According to one MBS investor, a few more securitisations are likely to occur. Last month, the market absorbed FFELP securitisations from Student Loan Corp; Goal Capital, which issued a US$118m deal
called GOAL 2010-1; and Educational Funding of the South, which issued a US$228m EFSV 2010-1 offering. An Access deal totaling US$464m featured private student loans. NextStudent's liquidation tomorrow highlights the troubles that the FFELP student loan market has had during the credit crisis. Citigroup is conducting the public auction of NextStudent Master Trust I's collateral to repay outstanding notes (see SCI 20 July 2010).
"This is very unusual. We have not seen public auctions of collateral. We saw limited auctioning off of some collateral pools sold in parts but not like this," says Irina Faynzilberg, vice president and senior credit officer at Moody's. NextStudent's Trust was securitised entirely with auction rate securities—a market which has slowed
considerably in the credit crisis. "Starting from the beginning of 2008, the auction rate market did not function anymore," says Dang.
"There was no clear bid so all the auction rate securities were paid at the failed auction rate."

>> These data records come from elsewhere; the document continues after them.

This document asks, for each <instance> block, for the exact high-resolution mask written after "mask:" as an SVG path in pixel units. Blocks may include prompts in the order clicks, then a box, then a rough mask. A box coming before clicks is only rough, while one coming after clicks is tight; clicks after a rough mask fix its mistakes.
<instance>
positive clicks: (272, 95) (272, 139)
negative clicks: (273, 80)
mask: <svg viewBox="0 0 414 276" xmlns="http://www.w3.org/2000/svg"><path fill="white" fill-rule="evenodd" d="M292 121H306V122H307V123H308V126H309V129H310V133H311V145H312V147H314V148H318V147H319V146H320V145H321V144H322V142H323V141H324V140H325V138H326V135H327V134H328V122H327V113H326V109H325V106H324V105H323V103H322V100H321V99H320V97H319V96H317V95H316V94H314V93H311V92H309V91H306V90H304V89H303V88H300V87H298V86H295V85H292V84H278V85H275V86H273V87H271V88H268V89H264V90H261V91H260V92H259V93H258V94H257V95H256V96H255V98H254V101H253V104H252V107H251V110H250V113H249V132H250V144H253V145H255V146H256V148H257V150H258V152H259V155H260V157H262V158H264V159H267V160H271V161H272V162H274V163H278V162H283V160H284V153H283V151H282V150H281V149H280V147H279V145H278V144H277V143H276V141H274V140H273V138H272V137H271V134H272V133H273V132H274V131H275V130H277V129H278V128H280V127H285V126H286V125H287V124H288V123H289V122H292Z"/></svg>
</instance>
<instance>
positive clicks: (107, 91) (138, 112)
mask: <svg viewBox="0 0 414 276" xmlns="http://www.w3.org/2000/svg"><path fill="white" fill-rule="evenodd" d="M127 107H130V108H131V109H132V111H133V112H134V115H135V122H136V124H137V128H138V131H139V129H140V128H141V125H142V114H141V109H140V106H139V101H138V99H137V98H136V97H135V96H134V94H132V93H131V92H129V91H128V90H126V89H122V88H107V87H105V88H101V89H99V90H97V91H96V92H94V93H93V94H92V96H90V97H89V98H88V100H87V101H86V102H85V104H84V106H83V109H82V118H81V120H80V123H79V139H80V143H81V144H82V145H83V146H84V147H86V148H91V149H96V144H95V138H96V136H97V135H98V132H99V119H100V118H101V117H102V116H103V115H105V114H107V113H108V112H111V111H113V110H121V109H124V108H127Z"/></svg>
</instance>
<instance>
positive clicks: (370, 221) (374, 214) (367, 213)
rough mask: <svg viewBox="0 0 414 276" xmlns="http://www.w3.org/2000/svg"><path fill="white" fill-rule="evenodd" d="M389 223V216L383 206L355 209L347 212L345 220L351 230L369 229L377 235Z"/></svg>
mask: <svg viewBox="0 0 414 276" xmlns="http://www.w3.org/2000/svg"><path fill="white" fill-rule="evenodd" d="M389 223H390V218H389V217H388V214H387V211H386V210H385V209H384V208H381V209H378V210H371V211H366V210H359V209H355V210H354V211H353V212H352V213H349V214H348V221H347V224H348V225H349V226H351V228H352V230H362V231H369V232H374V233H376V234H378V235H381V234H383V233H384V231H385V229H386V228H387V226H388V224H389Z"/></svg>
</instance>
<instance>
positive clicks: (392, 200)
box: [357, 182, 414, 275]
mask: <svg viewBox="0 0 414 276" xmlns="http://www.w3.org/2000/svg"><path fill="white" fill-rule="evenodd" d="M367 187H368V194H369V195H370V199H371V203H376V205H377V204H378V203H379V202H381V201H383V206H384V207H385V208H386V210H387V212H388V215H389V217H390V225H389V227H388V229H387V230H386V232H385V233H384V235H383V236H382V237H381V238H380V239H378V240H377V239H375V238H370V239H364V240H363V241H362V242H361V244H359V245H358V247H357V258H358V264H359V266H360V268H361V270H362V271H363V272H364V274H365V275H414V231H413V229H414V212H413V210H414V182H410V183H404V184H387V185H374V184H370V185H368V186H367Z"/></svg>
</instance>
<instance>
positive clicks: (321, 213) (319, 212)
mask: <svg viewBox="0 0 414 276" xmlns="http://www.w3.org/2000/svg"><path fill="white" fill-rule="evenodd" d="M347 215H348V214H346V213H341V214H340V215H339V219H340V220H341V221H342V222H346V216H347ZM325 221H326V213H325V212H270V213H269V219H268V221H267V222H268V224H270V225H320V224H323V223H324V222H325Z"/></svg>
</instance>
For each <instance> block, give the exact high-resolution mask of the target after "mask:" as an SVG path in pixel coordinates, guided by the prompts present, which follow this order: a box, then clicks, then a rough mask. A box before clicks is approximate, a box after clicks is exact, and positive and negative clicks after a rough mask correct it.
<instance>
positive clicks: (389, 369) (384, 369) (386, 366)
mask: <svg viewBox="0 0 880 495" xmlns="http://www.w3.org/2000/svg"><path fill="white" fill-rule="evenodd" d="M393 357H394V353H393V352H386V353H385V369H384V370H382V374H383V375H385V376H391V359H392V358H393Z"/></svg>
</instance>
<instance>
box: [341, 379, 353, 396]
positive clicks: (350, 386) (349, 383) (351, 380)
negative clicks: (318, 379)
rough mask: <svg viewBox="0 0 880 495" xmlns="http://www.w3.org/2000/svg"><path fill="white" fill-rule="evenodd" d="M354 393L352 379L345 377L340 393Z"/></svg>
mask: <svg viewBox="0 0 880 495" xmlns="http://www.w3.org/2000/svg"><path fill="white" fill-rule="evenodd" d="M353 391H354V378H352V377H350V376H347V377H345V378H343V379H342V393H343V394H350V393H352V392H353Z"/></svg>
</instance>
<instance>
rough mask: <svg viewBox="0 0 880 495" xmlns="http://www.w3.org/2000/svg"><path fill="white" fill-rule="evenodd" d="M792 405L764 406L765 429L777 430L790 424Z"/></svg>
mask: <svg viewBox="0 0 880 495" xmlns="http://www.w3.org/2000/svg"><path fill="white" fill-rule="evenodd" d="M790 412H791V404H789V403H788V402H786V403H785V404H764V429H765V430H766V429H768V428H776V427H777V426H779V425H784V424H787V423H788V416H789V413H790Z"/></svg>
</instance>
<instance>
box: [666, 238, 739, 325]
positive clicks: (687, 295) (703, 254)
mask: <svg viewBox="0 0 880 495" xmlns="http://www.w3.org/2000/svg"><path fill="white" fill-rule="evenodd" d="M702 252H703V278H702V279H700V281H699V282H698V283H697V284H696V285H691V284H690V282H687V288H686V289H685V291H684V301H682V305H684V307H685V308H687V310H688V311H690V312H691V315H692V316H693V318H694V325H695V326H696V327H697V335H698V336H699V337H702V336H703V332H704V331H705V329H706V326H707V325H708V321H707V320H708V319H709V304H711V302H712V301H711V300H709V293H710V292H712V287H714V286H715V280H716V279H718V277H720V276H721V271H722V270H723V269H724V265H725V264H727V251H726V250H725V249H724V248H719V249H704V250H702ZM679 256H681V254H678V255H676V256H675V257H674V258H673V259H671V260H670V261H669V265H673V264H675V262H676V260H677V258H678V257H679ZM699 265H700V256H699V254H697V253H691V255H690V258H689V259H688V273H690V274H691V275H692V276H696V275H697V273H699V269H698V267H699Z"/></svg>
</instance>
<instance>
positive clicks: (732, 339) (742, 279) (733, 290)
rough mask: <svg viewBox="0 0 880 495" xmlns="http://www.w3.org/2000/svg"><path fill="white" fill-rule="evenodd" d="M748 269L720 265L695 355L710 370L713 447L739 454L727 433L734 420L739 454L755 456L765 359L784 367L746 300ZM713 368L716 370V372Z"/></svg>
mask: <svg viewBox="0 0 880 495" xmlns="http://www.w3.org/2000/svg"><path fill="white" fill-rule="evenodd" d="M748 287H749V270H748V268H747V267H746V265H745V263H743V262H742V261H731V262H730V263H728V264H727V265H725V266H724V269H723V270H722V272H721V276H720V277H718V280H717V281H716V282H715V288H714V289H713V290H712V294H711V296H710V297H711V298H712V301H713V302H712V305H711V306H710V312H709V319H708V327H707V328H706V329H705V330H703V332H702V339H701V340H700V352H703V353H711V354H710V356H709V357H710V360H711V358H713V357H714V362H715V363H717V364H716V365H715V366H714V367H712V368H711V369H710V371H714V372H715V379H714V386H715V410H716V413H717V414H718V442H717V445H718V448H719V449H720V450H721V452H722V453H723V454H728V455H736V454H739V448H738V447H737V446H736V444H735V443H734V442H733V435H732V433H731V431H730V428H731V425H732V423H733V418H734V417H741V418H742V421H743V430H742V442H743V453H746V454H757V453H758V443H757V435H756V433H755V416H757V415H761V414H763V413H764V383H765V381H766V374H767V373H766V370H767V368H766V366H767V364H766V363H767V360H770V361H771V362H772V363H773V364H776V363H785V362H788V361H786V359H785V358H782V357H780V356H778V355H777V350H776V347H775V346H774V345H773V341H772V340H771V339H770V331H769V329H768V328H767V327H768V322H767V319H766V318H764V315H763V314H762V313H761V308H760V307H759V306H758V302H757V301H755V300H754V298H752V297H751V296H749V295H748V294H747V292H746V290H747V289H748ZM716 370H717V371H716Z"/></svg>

The Trust is compensating noteholders with a very high coupon, which is eroding to the Trust collateral.
"The interest collection on the loan side is not enough to offset the high coupon payments on the liability side so we see a consistent decline in parity levels," she adds.
The NextStudent Trust in question recently traded at the high 80s to 90s dollar price range, which rose over the past year. Holders of those notes today are looking for a higher dollar price than the minimum 93 dollar price set for the auction, says one market participant. Senior noteholders could have up to a 7% loss on the principal since the minimum sale price is 93% of the senior note principal balance. But if the actual expenses in the auction process turn out to be higher tomorrow, the senior noteholders can take more than a 7% loss, however.

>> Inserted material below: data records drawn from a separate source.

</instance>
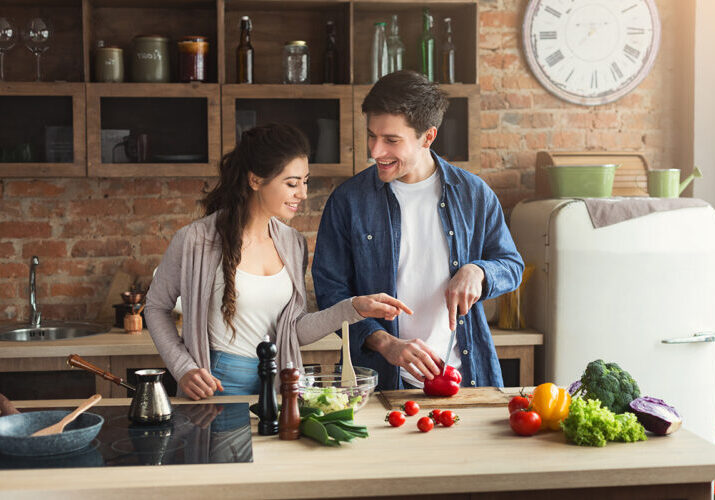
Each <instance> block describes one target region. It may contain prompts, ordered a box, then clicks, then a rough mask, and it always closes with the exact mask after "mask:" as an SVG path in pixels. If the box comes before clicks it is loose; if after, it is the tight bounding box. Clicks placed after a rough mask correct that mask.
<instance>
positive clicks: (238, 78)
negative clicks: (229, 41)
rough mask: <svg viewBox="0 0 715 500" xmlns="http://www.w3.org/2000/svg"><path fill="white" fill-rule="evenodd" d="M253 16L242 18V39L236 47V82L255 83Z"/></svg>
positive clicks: (243, 16) (241, 29)
mask: <svg viewBox="0 0 715 500" xmlns="http://www.w3.org/2000/svg"><path fill="white" fill-rule="evenodd" d="M252 29H253V23H251V18H250V17H248V16H243V17H242V18H241V40H240V41H239V42H238V48H237V49H236V82H237V83H253V46H252V45H251V30H252Z"/></svg>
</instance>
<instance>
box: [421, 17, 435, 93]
mask: <svg viewBox="0 0 715 500" xmlns="http://www.w3.org/2000/svg"><path fill="white" fill-rule="evenodd" d="M433 24H434V20H433V18H432V15H431V14H430V13H429V9H428V8H426V7H425V8H424V9H423V10H422V36H420V71H421V72H422V74H423V75H425V76H426V77H427V79H428V80H429V81H431V82H433V81H434V56H435V54H434V35H433V34H432V26H433Z"/></svg>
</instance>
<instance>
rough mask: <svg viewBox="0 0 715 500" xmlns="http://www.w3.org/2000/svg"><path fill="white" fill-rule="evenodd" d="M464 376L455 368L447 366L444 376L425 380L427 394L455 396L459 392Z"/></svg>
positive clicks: (449, 366) (424, 387) (434, 377)
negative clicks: (461, 374)
mask: <svg viewBox="0 0 715 500" xmlns="http://www.w3.org/2000/svg"><path fill="white" fill-rule="evenodd" d="M461 381H462V375H461V374H460V373H459V372H458V371H457V370H455V369H454V367H453V366H447V368H445V370H444V374H442V375H437V376H435V377H434V378H433V379H432V380H427V379H425V387H424V391H425V394H427V395H428V396H454V395H455V394H457V393H458V392H459V383H460V382H461Z"/></svg>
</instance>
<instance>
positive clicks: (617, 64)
mask: <svg viewBox="0 0 715 500" xmlns="http://www.w3.org/2000/svg"><path fill="white" fill-rule="evenodd" d="M611 74H612V75H613V79H614V80H620V79H621V78H623V72H622V71H621V68H619V67H618V64H616V63H615V62H612V63H611Z"/></svg>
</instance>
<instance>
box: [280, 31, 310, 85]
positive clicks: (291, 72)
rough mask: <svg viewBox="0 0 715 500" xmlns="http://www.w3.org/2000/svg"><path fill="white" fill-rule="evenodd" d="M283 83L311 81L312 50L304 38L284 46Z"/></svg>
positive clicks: (294, 41) (291, 42)
mask: <svg viewBox="0 0 715 500" xmlns="http://www.w3.org/2000/svg"><path fill="white" fill-rule="evenodd" d="M283 83H310V52H309V51H308V44H307V43H305V41H304V40H295V41H292V42H286V44H285V45H284V46H283Z"/></svg>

The subordinate holders, which are largely held by the dealer community, will have a "complete wipeout," adds the market participant. However, the liquidation of NextStudent is not an immediate indication that there will be other collateral
pools up for auction.
"The circumstances surrounding that particular trust is very different than the other issuers with ARS outstanding," says Kevin O'Connor, managing director and co-head of auction rate securities at SecondMarket. Auction rate securities at least in the secondary market are still seeing some action.

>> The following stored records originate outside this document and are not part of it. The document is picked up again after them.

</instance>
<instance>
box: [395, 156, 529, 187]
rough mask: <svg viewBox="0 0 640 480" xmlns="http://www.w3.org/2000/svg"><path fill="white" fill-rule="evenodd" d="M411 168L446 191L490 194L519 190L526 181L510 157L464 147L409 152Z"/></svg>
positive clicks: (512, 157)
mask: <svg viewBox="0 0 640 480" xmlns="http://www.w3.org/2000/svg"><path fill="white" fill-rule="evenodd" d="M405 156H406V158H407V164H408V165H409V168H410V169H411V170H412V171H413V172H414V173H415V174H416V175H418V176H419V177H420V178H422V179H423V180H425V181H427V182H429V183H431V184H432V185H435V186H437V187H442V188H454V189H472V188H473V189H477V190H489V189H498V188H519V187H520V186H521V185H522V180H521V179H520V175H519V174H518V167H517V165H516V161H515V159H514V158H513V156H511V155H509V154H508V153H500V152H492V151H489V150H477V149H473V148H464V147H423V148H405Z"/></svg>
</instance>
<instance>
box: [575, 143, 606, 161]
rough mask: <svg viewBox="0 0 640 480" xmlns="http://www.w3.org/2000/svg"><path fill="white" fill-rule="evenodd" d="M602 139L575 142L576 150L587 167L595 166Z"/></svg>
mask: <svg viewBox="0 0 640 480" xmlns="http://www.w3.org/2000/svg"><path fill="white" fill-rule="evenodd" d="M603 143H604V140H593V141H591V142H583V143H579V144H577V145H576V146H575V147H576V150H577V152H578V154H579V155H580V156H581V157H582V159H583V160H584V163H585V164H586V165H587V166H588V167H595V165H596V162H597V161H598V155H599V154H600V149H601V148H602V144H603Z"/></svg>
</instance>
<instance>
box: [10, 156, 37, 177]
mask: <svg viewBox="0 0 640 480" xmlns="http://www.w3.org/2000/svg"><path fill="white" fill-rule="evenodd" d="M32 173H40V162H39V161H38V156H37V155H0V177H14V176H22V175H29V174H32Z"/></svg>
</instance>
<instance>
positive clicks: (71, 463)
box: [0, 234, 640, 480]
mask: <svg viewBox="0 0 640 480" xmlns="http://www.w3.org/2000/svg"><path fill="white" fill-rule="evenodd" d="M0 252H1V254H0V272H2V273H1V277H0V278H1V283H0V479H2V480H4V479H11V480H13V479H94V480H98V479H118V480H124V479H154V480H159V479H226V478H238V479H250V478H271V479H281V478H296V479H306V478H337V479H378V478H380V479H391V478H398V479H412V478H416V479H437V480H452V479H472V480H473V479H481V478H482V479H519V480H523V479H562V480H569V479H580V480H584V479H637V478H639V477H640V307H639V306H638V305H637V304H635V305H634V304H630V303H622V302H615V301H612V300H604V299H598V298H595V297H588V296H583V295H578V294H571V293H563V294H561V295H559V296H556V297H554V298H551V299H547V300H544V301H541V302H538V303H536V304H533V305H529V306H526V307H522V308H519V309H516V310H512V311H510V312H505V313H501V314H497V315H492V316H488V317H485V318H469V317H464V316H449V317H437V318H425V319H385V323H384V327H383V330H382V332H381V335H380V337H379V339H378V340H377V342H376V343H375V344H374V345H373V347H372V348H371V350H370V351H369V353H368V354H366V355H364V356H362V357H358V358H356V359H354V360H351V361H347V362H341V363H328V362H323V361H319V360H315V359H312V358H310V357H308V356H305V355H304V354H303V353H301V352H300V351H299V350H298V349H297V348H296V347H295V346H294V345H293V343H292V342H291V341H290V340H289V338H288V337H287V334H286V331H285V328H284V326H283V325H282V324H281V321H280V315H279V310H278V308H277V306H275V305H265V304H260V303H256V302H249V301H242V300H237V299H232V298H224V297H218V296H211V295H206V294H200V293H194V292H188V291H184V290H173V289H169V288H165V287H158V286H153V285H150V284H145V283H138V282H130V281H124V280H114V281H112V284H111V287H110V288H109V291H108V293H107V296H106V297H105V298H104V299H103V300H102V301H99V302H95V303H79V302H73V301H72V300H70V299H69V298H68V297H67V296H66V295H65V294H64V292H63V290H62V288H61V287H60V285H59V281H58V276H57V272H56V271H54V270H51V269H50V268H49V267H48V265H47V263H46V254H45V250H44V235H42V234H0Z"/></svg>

"There is still plenty of trading. It's just a matter of varying from one issuer to another issuer and one trust to another trust. It boils down to a perceived duration of that paper," says O'Connor.
Student loan lenders were traditionally issuers of ARS through the use of Dutch Auctions. The interest rates on the securities now continue to reset but they are reset through the failed auction, which is done by a formula, says O'Connor.